GTAlign applies game-theoretic principles to fine-tune reasoning LLMs, encouraging them to make decisions that are not only accurate but also rational, cooperative, and transparent in dialogue settings.

Getting Started

Installation

# create a new environment
conda create -n gtalign python==3.10
conda activate gtalign

# Install dependencies
USE_MEGATRON=0 bash scripts/install_vllm_sglang_mcore.sh
pip install -r requirements.txt

# Install GTAlign
git clone https://github.com/ulab-uiuc/GTAlign.git
cd GTAlign
pip install --no-deps -e .

Experiments

We recommend using eight NVIDIA H20 GPUs for our experiments.

Launch LLM judge using sglang:

## get ipv6/ipv4 address
cat /etc/hosts

## run judge model on a node different from verl node, using ipv6.
export CUDA_DEVICE_MAX_CONNECTIONS=1
export NCCL_SOCKET_IFNAME=eth0
export NCCL_IB_GID_INDEX=0
export NCCL_IB_DISABLE=1
export NCCL_NET_GDR_LEVEL=2
export NCCL_IB_QPS_PER_CONNECTION=4
export NCCL_IB_TC=160
export NCCL_IB_TIMEOUT=22
CUDA_VISIBLE_DEVICES=0,1,2,3,4,5,6,7 python3 -m sglang.launch_server --model-path Qwen/Qwen3-32B --host '::' --mem-fraction-static 0.8 --port port_number --tp 1 --dp 8

# Test on verl node
curl -v "http://[ipv6]:port_number/v1/models"

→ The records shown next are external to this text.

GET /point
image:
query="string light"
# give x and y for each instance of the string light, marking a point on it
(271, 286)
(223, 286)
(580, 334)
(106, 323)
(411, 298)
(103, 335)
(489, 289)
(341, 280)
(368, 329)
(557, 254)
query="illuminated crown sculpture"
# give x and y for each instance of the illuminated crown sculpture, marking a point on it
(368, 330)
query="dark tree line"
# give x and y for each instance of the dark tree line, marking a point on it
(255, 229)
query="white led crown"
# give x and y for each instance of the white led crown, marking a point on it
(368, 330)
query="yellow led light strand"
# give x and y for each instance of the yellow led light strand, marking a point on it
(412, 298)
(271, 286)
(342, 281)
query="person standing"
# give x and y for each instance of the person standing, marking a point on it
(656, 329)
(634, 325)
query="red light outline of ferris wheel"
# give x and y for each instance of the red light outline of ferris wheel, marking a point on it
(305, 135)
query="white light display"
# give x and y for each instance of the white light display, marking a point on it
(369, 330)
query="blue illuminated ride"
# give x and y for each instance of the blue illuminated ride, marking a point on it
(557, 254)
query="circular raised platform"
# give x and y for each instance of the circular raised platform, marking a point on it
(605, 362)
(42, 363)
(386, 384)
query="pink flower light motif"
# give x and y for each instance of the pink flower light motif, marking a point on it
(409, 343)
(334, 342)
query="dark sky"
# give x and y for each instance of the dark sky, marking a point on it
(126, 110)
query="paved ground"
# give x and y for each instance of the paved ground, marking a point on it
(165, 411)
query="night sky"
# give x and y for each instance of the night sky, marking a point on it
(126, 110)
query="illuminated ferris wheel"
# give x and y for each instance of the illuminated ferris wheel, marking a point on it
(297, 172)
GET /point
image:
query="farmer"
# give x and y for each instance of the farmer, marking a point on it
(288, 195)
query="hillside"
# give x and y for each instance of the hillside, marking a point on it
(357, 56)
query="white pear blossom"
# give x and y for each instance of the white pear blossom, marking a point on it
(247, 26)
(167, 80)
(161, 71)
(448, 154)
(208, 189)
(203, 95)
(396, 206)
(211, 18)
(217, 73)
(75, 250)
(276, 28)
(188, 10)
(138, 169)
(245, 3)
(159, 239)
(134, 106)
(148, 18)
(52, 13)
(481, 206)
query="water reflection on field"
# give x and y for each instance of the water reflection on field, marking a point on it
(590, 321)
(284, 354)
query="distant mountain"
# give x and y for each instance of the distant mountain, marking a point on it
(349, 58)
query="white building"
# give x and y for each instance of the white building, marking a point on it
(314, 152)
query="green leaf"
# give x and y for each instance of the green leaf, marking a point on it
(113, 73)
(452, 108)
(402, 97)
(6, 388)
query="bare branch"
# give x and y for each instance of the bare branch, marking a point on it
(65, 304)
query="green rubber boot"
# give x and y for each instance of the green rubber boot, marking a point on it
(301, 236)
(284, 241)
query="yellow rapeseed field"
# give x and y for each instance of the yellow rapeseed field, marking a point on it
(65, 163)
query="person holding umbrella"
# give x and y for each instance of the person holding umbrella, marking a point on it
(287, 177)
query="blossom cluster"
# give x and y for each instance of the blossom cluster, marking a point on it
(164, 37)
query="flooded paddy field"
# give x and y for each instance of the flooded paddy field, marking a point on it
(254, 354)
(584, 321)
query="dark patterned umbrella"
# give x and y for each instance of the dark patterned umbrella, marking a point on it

# Call from verl node (HTTP/URL with brackets)
curl -X POST "http://[ipv6]:port_number/v1/chat/completions" \
  -H "Content-Type: application/json" \
  -d '{"model":"default","messages":[{"role":"user","content":"hello"}]}'

## serve judge model on the same node as the verl node.
CUDA_VISIBLE_DEVICES=4,5,6,7 python3 -m sglang.launch_server --model-path Qwen/Qwen3-32B --mem-fraction-static 0.8 --port port_number --tp 4 --dp 1 --reasoning-parser qwen3

Run RL training:

you need to change the model and data path in the scripts.

# verl node
bash recipe/gamellm/math.sh
bash recipe/gamellm/medium.sh
bash recipe/gamellm/adgqa.sh
bash recipe/gamellm/wildguard.sh
bash recipe/gamellm/full_zscore.sh

Run OOD evaluation:

you need to change the model and data path in the scripts.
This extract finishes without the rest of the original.